肩の上げ下げは肩まわりをほぐして脳の血行を改善する。ほかにも「あ・い・う・え・お」と口を大きく開けて発音したり、首を回すことで脳への血流アップが改善される。

 

【10】2:1の腹式呼吸

(1)8カウントかけ、おなかをへこませながら口から息をゆっくり吐く。
(2)4カウントかけ、おなかを膨らませながら鼻から息を吸う。これを5回繰り返す。

 

吸う息の長さに対して、吐く息の長さを2倍にすることで深い呼吸ができる。そうすると、脳のすみずみに酸素が行きわたることになり、脳の働きが活性化する。

 

「手を使うことはおしなべていいのですが、特に『手書き』は、大変おすすめです。書く作業は、手先を動かすだけでなく、縦書きにするか横書きにするかといった認識や、文法、全体の構図、考える、思い出すなど、さまざまな脳の領域を使って行っているからです。

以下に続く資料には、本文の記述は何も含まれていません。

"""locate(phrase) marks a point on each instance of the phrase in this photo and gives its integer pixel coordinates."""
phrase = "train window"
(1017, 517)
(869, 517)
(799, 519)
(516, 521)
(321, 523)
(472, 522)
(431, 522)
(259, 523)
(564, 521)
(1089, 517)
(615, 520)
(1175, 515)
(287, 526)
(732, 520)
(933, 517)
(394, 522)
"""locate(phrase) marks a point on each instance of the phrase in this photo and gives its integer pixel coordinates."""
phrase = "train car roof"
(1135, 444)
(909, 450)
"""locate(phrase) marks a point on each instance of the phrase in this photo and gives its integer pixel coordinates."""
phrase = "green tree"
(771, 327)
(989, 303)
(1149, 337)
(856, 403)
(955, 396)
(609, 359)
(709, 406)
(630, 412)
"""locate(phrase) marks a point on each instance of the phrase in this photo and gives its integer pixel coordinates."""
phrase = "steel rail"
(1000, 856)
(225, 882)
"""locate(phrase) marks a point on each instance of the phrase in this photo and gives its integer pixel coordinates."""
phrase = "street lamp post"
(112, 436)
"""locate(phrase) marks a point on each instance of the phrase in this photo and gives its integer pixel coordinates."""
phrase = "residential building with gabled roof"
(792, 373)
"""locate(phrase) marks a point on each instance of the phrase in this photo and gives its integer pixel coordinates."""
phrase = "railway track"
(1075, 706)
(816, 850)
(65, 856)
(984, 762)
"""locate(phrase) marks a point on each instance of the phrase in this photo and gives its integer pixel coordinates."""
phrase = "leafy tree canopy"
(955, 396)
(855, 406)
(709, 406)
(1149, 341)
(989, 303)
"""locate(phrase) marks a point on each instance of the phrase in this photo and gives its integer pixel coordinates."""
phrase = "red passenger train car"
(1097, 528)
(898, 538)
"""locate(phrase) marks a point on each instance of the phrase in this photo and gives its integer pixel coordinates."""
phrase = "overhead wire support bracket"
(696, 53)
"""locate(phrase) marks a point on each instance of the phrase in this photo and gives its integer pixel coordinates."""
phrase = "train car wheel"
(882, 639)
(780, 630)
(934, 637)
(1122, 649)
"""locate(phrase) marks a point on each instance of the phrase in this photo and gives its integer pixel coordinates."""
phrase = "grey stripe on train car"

また、利き手と反対の手で箸を持つといった、ふだんしない動作を取り入れることも脳への刺激に。さらに、歩く速度を変えたり、階段の下りを意識するなど、全身の筋肉を使うと脳への刺激が増します」

 

どれも、特別な道具を必要とせず、日常生活に取り入れられるものばかり。「1分脳活」で、元気な脳を維持しよう!